Depois de quatro meses de investigação, a sindicância interna instaurada para investigar o servidor concluiu que Santi infringiu artigos da lei 8.112/90 - que instituiu o regime geral dos servidores públicos. Segundo a sindicância, Santi deveria ter formalizado as denúncias contra Renan aos seus superiores ao invés de revelá-las publicamente.

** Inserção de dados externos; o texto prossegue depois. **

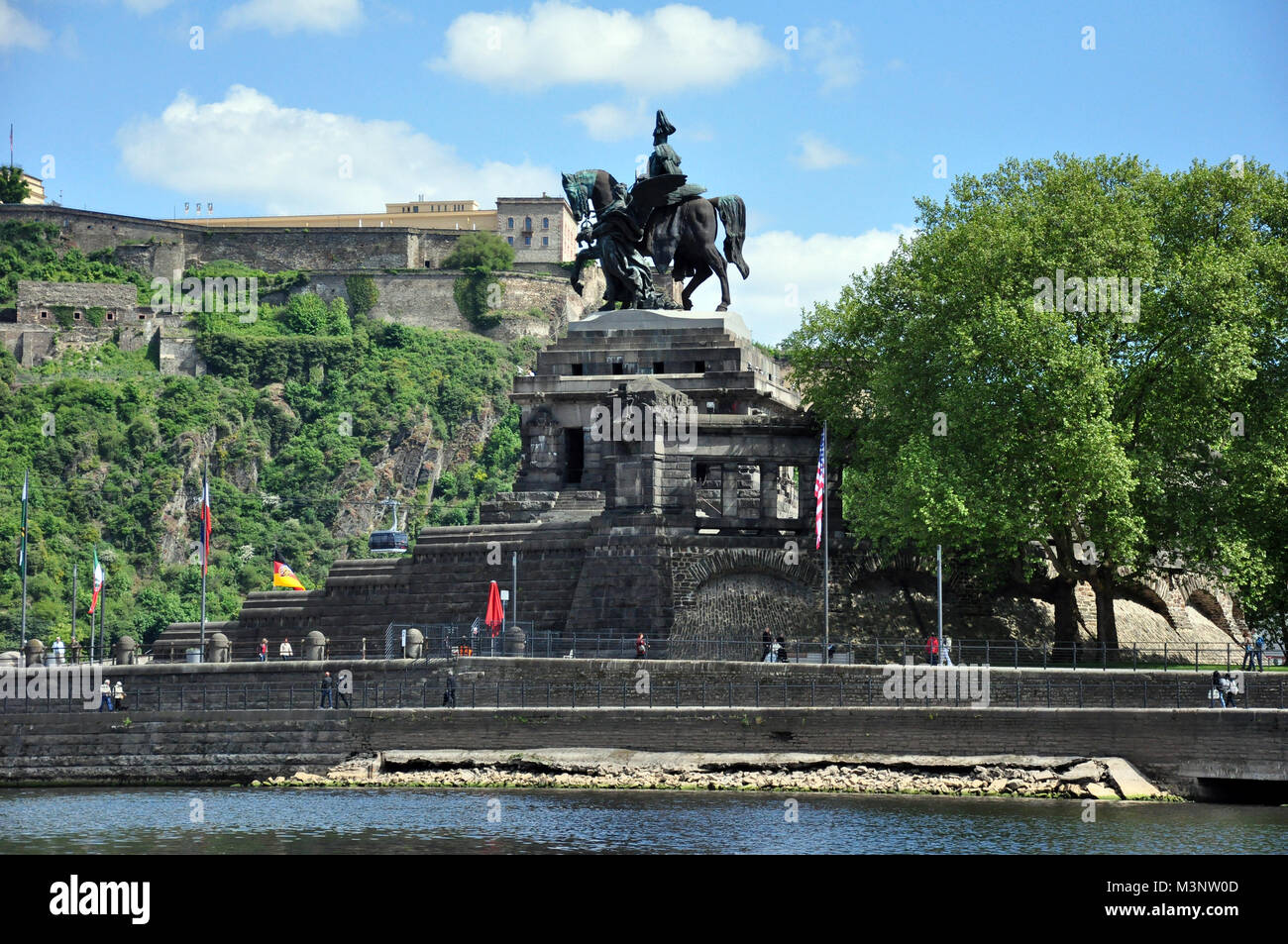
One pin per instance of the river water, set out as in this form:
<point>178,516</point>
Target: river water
<point>142,820</point>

O primeiro-secretário do Senado, Efraim Morais (DEM-PB), publicou ontem a decisão da sindicância no Boletim Administrativo da Casa. A apuração do caso foi solicitada pelo próprio Renan -o que resultou na instauração da sindicância composta por três servidores do Senado: Wilson Theodoro, Dirceu Teixeira de Matos e Andréa de Souza Figueiredo.
Os três foram apontados, na época, como ligados a Renan e ao diretor-geral do Senado, Agaciel Maia. Apesar da pena a Santi não ter efeitos práticos, o servidor deixa de ser réu primário por dois anos em processos no Senado, caso venha a responder a outras ações na Casa.
Em entrevista à reportagem, Santi afirmou que vai recorrer da decisão porque disse não estar de acordo com a punição -já que procurou o corregedor do Senado e o Conselho de Ética para revelar as irregularidades.